RC: Alright, all systems go, we are on the course towards the end of the input sequence. Calling rrf on the result and inputs as usual. This Cycle guy doesn't seem to do anything - whatever. Reaching the end of the input sequence in 3… 2… 1…
RC: …And we are done. Dear transducers, this is the final result. Quickly do to it what you have to, then pack your shit and leave.
Cycle: Interesting… So, you say we are done? I'd rather stay…
RC: What the hell? Get out!
Cycle: I've been watching what you were doing. Shuffles into pilot's seat. This seems easy. Mumbles. Call two-arity on the inputs, then finish with one-arity call… Pulls and pushes levers haphazardly. The airplane is back in the air.
RC: We are all gonna die!
StackOverflowError.

Now, in all seriousness, how do we prevent the error? We'd want something like this to work:

(into [] (comp xcycle-v2 (take 10)) [1 2 3])

;; StackOverflowError clojure.core/deref (core.clj:2206)

Which means - cycle through the input collection, but only take the first 10 elements. But this doesn't work yet because we never terminate our recursion — we treat the ending of the input data as a reason to start another cycle. What we need is a way for take to tell us "I had enough!".

Transducers support this functionality through a wrapper called (reduced). By returning a reduced result transducers like take can tell the outer context that they consumed just enough data, and no more work should be done. With this in mind, we write our final version of xcycle:

(defn xcycle [rf]
  (let [coll (volatile! [])
        add? (volatile! true)
        enough? (volatile! false)]
    (fn self
      ([] (rf))
      ([result]
       (vswap! add? (constantly false))
       (if @enough?
         (rf result)
         (self (reduce self result @coll))))
      ([result input]
       (when @add?
         (vswap! coll conj input))
       (let [res (rf result input)]
         (when (reduced? res)
           (vswap! enough? (constantly true)))
         res)))))

A couple of changes here:

  1. In two-arity we now track what the underlying rf returned us. If it's something that is reduced?, it means the underlying transducer said it had enough, and we should set the corresponding flag.
  2. In one-arity we know only go into recursion if enough? is not true yet. Otherwise, we finally land that airplane and stand up from the pilot's seat.

The moment of truth…

(into [] (comp xcycle (take 10)) [1 2 3])

;; [1 2 3 1 2 3 1 2 3 1]

It works! Our cycle transducer can even be composed several times, as long as there's someone to stop it underneath:

(into [] (comp xcycle
               (take 5)
               xcycle
               (take 20))
      [1 2 3])

;; [1 2 3 1 2 1 2 3 1 2 1 2 3 1 2 1 2 3 1 2]

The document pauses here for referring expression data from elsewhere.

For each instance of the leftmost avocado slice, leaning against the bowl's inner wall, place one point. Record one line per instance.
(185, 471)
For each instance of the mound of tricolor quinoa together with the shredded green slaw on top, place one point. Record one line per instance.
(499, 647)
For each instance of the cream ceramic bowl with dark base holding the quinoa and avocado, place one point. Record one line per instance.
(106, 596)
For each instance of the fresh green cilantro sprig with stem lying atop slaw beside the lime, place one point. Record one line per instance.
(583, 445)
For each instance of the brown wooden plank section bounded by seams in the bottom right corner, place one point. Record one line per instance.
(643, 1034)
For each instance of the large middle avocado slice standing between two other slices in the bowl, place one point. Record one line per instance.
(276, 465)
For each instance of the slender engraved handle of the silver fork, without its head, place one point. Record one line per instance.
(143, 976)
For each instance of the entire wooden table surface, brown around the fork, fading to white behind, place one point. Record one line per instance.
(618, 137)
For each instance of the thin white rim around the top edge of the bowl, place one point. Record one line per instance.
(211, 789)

Can you figure out what just happened?

Conclusion

Does anyone need a cycle transducer? Nope. But I immensely enjoyed implementing it by trial and error, and now I can appreciate the thought and effort Clojure team has put into transducers. I also like the cycle transducer for its peculiar nature: when the outer context stops providing this transducer with inputs, this is the moment when it starts going; but it stops when the underlying context asks it to. Think of it: cycle disregards all authority, but succumbs to the will of its subordinates. Isn't it a manager we all dream of?

This post was initially planned to be short, but I figured that repeating the same stuff again never hurt anyone. It worked for me, I hope some readers will also find this piece helpful. See you around.